# Cannot send text messages to certain numbers (Tmobile, Sprint)



## GreenApplez (Oct 1, 2011)

I rooted my phone using the Bionic Path Saver. I got .893 installed, and then installed .901. I have 3G data connection and can text and call Verizon customers, but for some reason I cannot send texts or call my friends that are on Sprint, or my family which is on T-Mobile.

Any ideas as to why this is occurring for me?

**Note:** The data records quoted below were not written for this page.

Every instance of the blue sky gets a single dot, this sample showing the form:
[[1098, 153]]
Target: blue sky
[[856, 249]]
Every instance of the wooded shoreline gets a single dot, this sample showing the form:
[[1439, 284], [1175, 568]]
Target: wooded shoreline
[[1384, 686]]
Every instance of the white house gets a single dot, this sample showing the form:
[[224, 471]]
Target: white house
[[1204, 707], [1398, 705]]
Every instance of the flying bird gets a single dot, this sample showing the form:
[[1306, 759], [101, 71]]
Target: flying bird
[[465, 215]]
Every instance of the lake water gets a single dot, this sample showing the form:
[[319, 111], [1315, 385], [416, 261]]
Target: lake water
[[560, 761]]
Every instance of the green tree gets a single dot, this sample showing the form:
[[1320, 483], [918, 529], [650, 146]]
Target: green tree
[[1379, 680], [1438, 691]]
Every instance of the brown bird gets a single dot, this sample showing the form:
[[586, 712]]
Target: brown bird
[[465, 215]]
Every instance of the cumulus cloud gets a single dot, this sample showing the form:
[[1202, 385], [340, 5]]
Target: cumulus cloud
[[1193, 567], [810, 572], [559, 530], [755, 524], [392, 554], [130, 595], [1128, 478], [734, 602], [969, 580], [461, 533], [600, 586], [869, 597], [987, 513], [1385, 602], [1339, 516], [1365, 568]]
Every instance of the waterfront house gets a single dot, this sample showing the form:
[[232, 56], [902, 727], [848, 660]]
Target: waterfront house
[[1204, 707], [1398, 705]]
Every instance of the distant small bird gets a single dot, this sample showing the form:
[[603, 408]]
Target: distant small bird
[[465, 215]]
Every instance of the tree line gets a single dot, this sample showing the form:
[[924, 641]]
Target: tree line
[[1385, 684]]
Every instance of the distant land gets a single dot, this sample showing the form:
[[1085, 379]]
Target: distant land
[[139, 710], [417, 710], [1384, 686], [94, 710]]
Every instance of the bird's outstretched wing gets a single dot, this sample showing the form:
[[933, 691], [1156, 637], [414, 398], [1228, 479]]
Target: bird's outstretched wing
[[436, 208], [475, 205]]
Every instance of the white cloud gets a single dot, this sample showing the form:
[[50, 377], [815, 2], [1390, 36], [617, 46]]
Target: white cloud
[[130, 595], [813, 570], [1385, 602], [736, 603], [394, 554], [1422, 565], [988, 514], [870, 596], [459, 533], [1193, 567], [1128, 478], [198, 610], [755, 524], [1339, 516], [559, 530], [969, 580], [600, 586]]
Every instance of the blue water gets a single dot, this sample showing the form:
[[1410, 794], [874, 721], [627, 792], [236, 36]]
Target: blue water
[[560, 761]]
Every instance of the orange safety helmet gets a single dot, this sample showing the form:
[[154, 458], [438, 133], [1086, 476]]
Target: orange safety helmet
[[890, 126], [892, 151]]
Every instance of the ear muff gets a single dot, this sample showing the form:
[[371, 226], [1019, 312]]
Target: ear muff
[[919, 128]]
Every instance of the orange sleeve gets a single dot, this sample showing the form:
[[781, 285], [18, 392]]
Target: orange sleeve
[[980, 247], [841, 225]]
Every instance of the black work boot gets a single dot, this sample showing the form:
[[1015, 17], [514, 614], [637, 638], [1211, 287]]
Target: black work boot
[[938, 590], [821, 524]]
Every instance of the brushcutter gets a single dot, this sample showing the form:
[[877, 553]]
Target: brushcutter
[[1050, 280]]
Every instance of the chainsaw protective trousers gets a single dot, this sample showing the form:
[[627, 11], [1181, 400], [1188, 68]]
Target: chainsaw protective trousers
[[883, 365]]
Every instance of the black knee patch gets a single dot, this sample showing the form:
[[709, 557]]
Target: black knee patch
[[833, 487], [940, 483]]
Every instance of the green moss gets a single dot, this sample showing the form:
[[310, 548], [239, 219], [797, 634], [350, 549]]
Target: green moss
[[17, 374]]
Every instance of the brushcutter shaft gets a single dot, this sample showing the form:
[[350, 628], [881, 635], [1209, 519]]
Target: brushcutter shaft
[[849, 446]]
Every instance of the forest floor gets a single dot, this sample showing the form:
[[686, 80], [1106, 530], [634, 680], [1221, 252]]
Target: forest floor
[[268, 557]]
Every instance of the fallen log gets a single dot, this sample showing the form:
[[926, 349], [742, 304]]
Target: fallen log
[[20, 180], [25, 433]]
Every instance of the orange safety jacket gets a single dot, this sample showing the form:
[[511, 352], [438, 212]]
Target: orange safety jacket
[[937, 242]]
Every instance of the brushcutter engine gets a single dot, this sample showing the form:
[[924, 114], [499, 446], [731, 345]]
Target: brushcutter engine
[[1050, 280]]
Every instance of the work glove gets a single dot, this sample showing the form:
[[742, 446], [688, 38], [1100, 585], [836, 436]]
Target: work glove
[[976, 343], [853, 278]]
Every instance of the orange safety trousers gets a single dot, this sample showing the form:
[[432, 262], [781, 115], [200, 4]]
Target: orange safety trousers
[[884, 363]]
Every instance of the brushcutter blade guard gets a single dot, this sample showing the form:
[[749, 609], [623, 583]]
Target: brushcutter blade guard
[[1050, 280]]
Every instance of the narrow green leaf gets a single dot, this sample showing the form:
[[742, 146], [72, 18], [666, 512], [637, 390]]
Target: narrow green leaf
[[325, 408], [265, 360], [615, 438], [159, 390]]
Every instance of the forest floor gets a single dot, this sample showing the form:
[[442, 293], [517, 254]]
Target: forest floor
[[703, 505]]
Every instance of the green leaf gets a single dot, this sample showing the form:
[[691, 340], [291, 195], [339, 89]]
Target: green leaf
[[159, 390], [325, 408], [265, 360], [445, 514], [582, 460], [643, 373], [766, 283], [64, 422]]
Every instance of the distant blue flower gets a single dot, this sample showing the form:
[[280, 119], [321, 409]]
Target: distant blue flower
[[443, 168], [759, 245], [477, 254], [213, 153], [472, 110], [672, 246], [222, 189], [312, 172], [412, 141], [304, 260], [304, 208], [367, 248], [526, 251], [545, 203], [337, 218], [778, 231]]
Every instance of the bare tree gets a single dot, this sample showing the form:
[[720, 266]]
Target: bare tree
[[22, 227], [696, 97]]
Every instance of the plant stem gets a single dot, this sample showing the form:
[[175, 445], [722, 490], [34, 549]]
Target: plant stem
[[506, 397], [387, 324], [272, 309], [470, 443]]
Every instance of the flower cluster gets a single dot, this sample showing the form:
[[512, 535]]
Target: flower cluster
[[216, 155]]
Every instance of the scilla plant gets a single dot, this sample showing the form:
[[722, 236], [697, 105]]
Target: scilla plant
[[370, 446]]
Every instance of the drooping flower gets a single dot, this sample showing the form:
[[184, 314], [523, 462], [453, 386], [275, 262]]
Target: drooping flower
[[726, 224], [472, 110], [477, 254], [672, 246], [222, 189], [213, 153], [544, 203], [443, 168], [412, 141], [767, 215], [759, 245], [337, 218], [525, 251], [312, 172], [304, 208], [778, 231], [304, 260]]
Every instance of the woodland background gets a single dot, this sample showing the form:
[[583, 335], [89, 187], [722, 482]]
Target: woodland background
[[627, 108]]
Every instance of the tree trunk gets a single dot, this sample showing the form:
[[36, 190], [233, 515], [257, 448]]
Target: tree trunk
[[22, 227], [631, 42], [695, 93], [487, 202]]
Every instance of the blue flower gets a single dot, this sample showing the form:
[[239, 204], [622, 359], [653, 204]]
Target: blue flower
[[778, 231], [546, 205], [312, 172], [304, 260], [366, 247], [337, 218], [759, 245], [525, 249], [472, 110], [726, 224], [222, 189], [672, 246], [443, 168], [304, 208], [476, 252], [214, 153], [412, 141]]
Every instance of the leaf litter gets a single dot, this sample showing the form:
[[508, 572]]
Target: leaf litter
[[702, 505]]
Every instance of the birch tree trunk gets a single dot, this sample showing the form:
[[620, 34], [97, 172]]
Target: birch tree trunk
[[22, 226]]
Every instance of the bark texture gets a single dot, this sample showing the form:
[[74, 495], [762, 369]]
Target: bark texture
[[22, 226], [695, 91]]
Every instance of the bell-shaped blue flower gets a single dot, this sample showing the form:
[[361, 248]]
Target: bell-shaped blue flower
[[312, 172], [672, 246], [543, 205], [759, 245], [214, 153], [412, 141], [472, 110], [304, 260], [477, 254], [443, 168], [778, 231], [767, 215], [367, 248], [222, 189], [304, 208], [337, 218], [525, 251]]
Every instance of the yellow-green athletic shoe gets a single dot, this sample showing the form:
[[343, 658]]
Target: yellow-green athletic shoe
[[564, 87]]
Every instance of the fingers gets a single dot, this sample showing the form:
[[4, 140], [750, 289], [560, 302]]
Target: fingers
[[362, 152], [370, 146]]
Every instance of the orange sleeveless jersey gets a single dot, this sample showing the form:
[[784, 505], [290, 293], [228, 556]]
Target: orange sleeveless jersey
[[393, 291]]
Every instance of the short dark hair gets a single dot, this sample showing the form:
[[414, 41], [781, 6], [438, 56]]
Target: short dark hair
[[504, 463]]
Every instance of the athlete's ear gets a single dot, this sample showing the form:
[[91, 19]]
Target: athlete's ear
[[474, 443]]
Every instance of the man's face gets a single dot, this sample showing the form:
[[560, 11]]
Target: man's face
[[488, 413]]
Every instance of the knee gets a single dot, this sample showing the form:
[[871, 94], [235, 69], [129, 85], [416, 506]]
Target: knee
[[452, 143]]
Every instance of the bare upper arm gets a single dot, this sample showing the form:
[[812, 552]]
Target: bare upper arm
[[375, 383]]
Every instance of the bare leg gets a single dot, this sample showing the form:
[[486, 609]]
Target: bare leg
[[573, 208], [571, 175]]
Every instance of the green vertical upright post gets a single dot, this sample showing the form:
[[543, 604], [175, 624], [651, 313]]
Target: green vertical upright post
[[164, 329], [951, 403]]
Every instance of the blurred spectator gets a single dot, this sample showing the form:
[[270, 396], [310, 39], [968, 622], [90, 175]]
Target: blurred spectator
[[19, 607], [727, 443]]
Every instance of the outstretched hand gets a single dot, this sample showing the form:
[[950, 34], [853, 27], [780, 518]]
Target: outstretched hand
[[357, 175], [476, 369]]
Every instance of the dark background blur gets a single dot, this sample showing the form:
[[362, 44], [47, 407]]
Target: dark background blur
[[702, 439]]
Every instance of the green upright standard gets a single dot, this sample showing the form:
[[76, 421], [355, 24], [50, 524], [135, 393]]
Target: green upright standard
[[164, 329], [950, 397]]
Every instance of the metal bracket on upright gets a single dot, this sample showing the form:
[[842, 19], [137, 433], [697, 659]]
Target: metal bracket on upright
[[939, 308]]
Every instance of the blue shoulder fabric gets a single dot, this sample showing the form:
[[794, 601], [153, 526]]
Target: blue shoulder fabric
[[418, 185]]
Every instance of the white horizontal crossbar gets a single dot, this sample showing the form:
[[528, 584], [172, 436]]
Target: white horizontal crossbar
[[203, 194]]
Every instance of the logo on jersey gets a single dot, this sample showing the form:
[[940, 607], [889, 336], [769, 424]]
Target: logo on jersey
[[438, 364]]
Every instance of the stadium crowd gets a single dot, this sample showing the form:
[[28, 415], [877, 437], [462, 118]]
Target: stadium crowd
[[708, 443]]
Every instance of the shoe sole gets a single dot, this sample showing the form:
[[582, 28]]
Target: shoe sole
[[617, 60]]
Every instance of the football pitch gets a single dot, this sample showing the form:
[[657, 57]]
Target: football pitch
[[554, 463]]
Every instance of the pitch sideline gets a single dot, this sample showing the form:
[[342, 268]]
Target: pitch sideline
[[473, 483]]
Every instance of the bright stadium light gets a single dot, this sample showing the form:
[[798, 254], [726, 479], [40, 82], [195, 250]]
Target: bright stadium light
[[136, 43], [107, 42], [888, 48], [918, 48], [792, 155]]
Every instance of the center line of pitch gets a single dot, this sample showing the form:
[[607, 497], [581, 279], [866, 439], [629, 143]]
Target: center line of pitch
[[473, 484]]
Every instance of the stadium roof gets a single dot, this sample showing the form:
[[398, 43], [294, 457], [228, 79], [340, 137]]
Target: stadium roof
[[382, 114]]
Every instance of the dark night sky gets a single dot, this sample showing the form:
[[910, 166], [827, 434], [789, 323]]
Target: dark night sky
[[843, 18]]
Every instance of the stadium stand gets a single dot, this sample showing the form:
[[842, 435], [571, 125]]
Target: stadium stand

I live in York county in PA.

Asher


----------



## LDubs (Nov 8, 2011)

Do you get an error msg?

Tapatalked from my Bionic


----------



## GreenApplez (Oct 1, 2011)

Yea it just says sending for 5 + minutes and then eventually says message send failed

Sent from my DROID BIONIC using Tapatalk


----------



## LDubs (Nov 8, 2011)

Did you try calling Verizon? Doesn't sound like something affected by radio or rooting...

Tapatalked from my Bionic


----------



## GreenApplez (Oct 1, 2011)

Calling them now, not sure what they will do. I'm also not receiving calls from people. If all else fails, I'm going to flash the stock .893 ROM and see if I can send texts through that OS.


----------



## GreenApplez (Oct 1, 2011)

They seemed to have fixed it. I guess they relinked my phone to my account. They also informed me that sometimes the +1 in front of contact numbers causes issues, and assisted dialing didn't help. Thanks for the assistance!


----------